Handling OpenAI rate limits vs your app rate limits

Your own rate limiting prevents abuse and cost overruns. Separately, OpenAI may return rate limit responses (HTTP 429) if your account or project exceeds OpenAI’s limits. Treat these as a distinct case:

If OpenAI returns 429, surface a friendly message and consider exponential backoff (especially for background jobs).
Keep your own limiter regardless—OpenAI limits are not a substitute for application-level protection.

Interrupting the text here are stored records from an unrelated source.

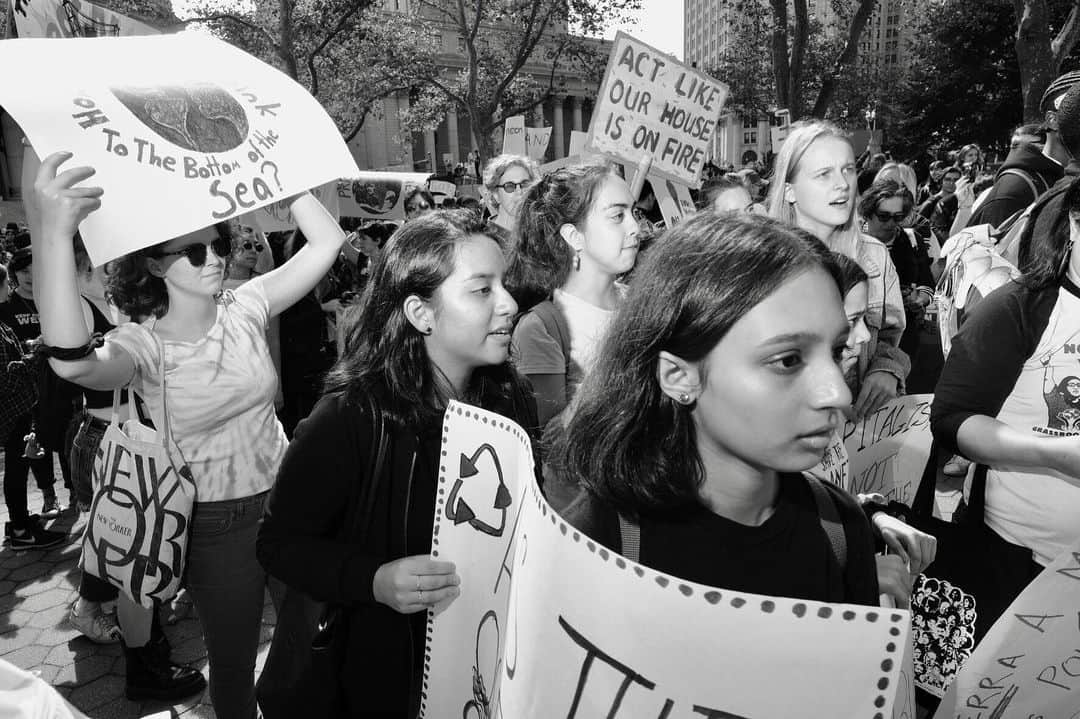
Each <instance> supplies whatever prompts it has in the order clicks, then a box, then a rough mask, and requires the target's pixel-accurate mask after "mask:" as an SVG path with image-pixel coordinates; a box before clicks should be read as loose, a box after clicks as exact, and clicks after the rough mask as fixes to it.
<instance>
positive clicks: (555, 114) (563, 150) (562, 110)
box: [551, 96, 566, 160]
mask: <svg viewBox="0 0 1080 719" xmlns="http://www.w3.org/2000/svg"><path fill="white" fill-rule="evenodd" d="M564 105H565V104H564V98H563V97H559V96H556V97H555V106H554V107H553V108H552V113H551V119H552V125H553V127H554V128H553V130H552V131H551V132H552V134H554V135H555V159H556V160H559V159H562V158H565V157H566V144H565V143H564V141H563V109H564Z"/></svg>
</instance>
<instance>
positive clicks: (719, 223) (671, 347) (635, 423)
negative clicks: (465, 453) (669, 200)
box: [549, 213, 829, 516]
mask: <svg viewBox="0 0 1080 719" xmlns="http://www.w3.org/2000/svg"><path fill="white" fill-rule="evenodd" d="M808 236H809V235H808V234H807V233H805V232H801V231H798V230H795V229H793V228H791V227H788V226H786V225H784V223H782V222H779V221H777V220H773V219H769V218H767V217H759V216H753V215H745V216H735V215H718V214H716V213H699V214H697V215H694V216H693V217H691V218H689V219H686V220H684V221H683V222H680V223H678V225H677V226H675V227H674V228H672V229H670V230H667V232H666V233H665V234H664V239H663V241H662V242H660V243H658V246H657V248H656V250H654V252H653V253H652V254H651V256H649V257H648V258H646V260H645V266H644V267H643V268H642V269H640V272H639V274H638V275H636V277H635V281H634V284H633V285H631V289H630V294H629V296H627V298H626V300H625V301H624V302H623V303H622V306H620V308H619V309H618V310H617V312H616V316H615V318H613V321H612V323H611V324H610V326H609V327H608V330H607V331H606V334H605V338H606V339H605V341H604V343H603V345H602V348H600V350H599V355H598V357H597V361H596V364H595V366H594V367H593V369H592V371H590V372H589V374H588V375H586V376H585V379H584V382H583V383H582V384H581V386H580V388H579V389H578V393H577V395H576V397H575V399H576V402H577V403H578V406H577V409H576V411H575V412H573V415H572V416H571V417H570V419H569V421H568V422H567V425H566V428H565V432H561V433H558V434H557V436H556V437H555V438H554V442H553V444H552V448H551V453H550V455H549V462H550V463H551V465H552V467H553V469H554V471H555V472H556V473H562V476H564V477H566V479H567V480H568V481H569V483H570V484H575V485H579V486H581V487H584V488H585V489H586V490H588V491H590V492H591V493H592V494H593V496H594V497H596V498H597V499H598V500H599V501H600V502H603V503H604V504H606V505H608V506H611V507H613V508H615V510H617V511H618V512H619V513H620V514H623V515H625V516H639V515H652V516H663V515H671V514H673V513H677V512H679V511H683V510H685V508H687V507H689V506H693V505H700V503H701V499H700V496H699V490H700V487H701V483H702V481H703V480H704V466H703V464H702V461H701V456H700V453H699V450H698V440H697V435H696V430H694V424H693V419H692V417H691V415H690V409H689V408H688V407H687V406H685V405H681V404H679V403H677V402H676V401H675V399H673V398H671V397H670V396H667V395H666V394H665V393H664V392H663V391H662V390H661V388H660V384H659V382H658V381H657V369H658V366H659V357H660V352H662V351H666V352H670V353H672V354H675V355H677V356H679V357H681V358H683V360H685V361H687V362H691V363H698V362H701V361H702V360H704V358H705V357H706V356H707V355H708V353H710V352H712V351H713V349H714V348H715V347H716V345H717V343H719V342H720V340H723V339H724V337H725V336H726V335H727V334H728V331H729V330H730V329H731V327H732V326H734V324H735V323H737V322H739V321H740V320H741V318H742V317H743V316H745V315H746V314H747V313H748V312H750V311H751V310H753V309H754V308H755V307H756V306H757V304H758V303H760V302H761V301H762V300H765V299H766V298H767V297H769V296H770V295H771V294H772V293H774V291H775V290H777V289H778V288H779V287H780V286H781V285H782V284H784V283H786V282H787V281H789V280H791V279H793V277H795V276H797V275H800V274H802V273H805V272H808V271H812V270H814V269H815V268H816V269H818V270H820V271H825V272H826V274H828V273H829V270H828V268H827V267H826V266H825V261H824V257H825V255H826V253H824V252H823V248H822V247H821V243H820V242H819V241H818V240H816V239H812V238H811V240H812V242H808Z"/></svg>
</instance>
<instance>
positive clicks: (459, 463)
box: [446, 444, 513, 537]
mask: <svg viewBox="0 0 1080 719" xmlns="http://www.w3.org/2000/svg"><path fill="white" fill-rule="evenodd" d="M467 480H469V485H468V486H467V485H465V481H467ZM462 489H464V490H465V491H464V492H462ZM492 490H494V491H492ZM465 493H468V496H469V497H470V498H471V499H472V501H473V504H470V503H469V501H468V500H467V499H465V497H464V494H465ZM511 504H513V499H512V498H511V497H510V489H508V488H507V484H505V483H504V481H503V479H502V465H501V464H500V463H499V457H498V455H496V453H495V447H492V446H491V445H488V444H483V445H481V446H480V447H478V448H477V449H476V451H475V452H473V455H472V457H467V456H465V455H464V453H463V452H462V453H461V457H460V461H459V467H458V478H457V479H456V480H455V483H454V487H453V489H450V496H449V497H448V498H447V500H446V518H447V519H450V520H453V521H454V524H455V525H461V524H464V523H469V526H470V527H472V528H473V529H475V530H476V531H481V532H484V533H485V534H490V535H491V537H502V532H503V530H504V529H505V527H507V508H508V507H509V506H510V505H511ZM473 505H475V507H476V508H473ZM482 517H483V518H482Z"/></svg>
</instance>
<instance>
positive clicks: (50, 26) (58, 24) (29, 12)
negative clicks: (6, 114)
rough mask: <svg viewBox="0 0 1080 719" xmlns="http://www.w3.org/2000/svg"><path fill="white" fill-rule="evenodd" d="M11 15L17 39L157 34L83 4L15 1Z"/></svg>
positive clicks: (66, 0) (147, 34) (127, 17)
mask: <svg viewBox="0 0 1080 719" xmlns="http://www.w3.org/2000/svg"><path fill="white" fill-rule="evenodd" d="M13 1H14V0H13ZM13 14H14V17H15V31H16V32H17V33H18V37H19V38H89V37H129V36H135V35H158V33H159V32H160V30H158V29H157V28H154V27H153V26H151V25H147V24H146V23H140V22H139V21H137V19H134V18H131V17H127V16H126V15H121V14H120V13H117V12H113V11H111V10H109V9H108V8H103V6H100V5H95V4H94V3H92V2H86V1H85V0H17V1H16V2H15V8H14V9H13ZM4 77H5V78H6V77H9V73H4Z"/></svg>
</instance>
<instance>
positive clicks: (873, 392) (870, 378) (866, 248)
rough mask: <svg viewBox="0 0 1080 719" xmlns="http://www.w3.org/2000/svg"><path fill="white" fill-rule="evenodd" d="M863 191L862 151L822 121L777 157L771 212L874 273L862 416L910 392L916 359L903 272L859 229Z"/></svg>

Streaming reliability tips in Next.js

Disable buffering where possible: set Cache-Control: no-transform and use text/event-stream for SSE.
Handle client disconnects: in more advanced setups, you can watch for abort signals (req.signal) and stop work early.
Validate input: enforce max prompt size and message count to avoid unexpectedly large requests.
Log safely: never log full user prompts or API keys in production logs unless you have a clear policy and redaction.

Security checklist

Keep OPENAI_API_KEY server-only (Route Handlers / server code).
Prefer authenticated user IDs for rate limiting over IP-based limits.
Add basic abuse protections: maximum request size, CORS rules if applicable, and bot protection for public endpoints.
Return 429 with Retry-After to help clients back off gracefully.

Putting it all together

A solid Next.js OpenAI streaming setup has two pillars: (1) a streaming Route Handler that forwards tokens to the browser as they arrive, and (2) rate limiting that runs before you call OpenAI. Start with the in-memory limiter for development, then move to a shared store (like Redis) for production so your limits remain consistent across instances.

With these pieces in place, you get a fast “real-time” UX while keeping costs and abuse under control—exactly what most teams want when implementing Next.js OpenAI streaming.